We had a couple strong summer storms blow through here this week. One hit the office during the day — we grimaced as marble-sized hail bounced off the roofs of cars in the parking lot — and part of the same storm snapped in half a wide swath of trees at a golf course nearby. Originally from the Midwest, I have always been fascinated by thunderstorms — specifically, how a day can change from calm and sunny to dark and stormy and back again in the matter of an afternoon. The swiftness with which the weather changes reminded me of the privacy space the past few weeks.

It was less than a month ago that the U.K. ICO announced its intent to fine British Airways and Marriott what were then record privacy and security fines for violations of the GDPR. Little more than two weeks later, the profession started to measure fines in billions rather than millions when the FTC announced its settlement with Facebook, and Equifax agreed to settle claims stemming from its 2017 security incident for an amount large enough to be measured as a fraction of a billion dollars. Then this week, that Equifax settlement drew ire from the public because the amount set aside for consumers who opted for cash payments appears to have been insufficient to meet the number of claims.

In the matter of a month, we saw regulatory enforcement at its most aggressive and then immediately received an example indicative of a common critic of the current regulatory enforcement toolkit.

Add to the mix a U.S. Securities and Exchange Commission settlement and fine with Facebook that found fault with the company’s risk disclosures in its regular SEC filings as they pertain to data misuse, the expectation that additional significant GDPR fines from European DPAs will be announced yet this summer and continued CCPA amendment activity (among increased state interest in privacy legislation) and privacy enforcement starts to look like a volatile weather pattern. It is a pattern that has been the norm since last year when the GDPR had just gone into effect six weeks before the CCPA changed the landscape of privacy in the U.S. (Related, if you want to contribute to industry understanding of CCPA readiness, please participate in our CCPA readiness survey.)

I, for one, am curious to see how businesses approach privacy compliance over the next couple years. The FTC and SEC settlements with Facebook clearly place privacy practices in the laps of the board of directors and the C-suite, and as fine amounts increase more, attention must be paid to internal and external data practices.

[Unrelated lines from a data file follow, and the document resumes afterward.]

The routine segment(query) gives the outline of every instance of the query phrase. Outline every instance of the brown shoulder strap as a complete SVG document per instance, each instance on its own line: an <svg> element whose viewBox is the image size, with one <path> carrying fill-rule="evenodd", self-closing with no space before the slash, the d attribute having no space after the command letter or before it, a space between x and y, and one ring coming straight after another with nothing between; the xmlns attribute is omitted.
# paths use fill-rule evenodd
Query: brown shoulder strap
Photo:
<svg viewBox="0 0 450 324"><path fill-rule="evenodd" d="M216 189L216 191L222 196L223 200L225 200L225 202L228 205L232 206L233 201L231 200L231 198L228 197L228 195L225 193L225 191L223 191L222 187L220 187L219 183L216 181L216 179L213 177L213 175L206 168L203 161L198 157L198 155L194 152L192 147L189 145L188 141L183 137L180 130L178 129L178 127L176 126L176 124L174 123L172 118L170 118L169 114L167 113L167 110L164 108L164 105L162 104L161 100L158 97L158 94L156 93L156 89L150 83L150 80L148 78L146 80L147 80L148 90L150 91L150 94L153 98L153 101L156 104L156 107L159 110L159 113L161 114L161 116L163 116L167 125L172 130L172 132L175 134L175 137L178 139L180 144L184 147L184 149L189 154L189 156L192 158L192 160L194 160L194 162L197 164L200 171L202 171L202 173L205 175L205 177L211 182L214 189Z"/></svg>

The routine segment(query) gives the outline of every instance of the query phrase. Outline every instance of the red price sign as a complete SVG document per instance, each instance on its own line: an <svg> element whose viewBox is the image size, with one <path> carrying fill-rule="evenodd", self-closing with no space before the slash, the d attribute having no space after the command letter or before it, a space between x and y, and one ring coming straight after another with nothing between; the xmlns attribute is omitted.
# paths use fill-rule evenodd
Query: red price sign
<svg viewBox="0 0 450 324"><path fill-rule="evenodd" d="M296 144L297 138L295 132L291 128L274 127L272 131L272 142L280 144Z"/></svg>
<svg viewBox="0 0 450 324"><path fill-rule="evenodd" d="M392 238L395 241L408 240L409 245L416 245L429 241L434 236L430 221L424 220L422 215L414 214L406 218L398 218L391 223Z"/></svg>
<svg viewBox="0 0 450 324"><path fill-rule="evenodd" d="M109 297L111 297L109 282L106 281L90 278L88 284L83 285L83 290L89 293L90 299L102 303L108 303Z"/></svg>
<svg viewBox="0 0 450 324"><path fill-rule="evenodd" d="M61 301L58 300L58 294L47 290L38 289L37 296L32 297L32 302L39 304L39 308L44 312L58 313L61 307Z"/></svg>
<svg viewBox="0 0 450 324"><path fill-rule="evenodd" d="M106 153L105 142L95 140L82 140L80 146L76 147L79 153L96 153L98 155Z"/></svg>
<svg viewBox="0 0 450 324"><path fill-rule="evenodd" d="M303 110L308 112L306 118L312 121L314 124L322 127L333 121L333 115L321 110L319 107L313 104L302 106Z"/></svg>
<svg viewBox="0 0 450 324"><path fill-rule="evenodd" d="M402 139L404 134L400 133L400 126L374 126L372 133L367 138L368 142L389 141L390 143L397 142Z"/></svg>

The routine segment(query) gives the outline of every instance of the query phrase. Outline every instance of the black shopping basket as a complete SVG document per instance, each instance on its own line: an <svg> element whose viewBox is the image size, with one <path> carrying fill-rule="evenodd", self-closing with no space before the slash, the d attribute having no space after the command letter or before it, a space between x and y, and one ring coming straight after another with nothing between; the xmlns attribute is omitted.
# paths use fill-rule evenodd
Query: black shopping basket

I will never be one to characterize privacy, data protection and security enforcement as a competition — every jurisdiction has independent motivations — but you are forgiven if you have whiplash from looking at either side of the Atlantic to determine where the center of enforcement authority is at the moment. It sets up an interesting dichotomy going forward: as Europe, with a mature and well-developed framework for data protection enforcement, and the U.S., where traditional consumer protection institutions and new legislation own the day, both navigate a field that has become increasingly complex and important to modern society. If you are part of a large multinational company, your organization has long faced the need to prioritize limited resources for compliance with disparate global regulations, but it is increasingly apparent that those challenges are no longer reserved for the largest and most geographically diverse companies: data practices are front and center in the U.S.

I am not a meteorologist, but it seems more likely than not that another storm or two will roll through and bring a new wrinkle to the enforcement playbook before the atmosphere stabilizes and privacy professionals have the benefit of hindsight to craft a coherent strategy for compliance.

Until then, I hope the actual weather outside your door is 75 and sunny.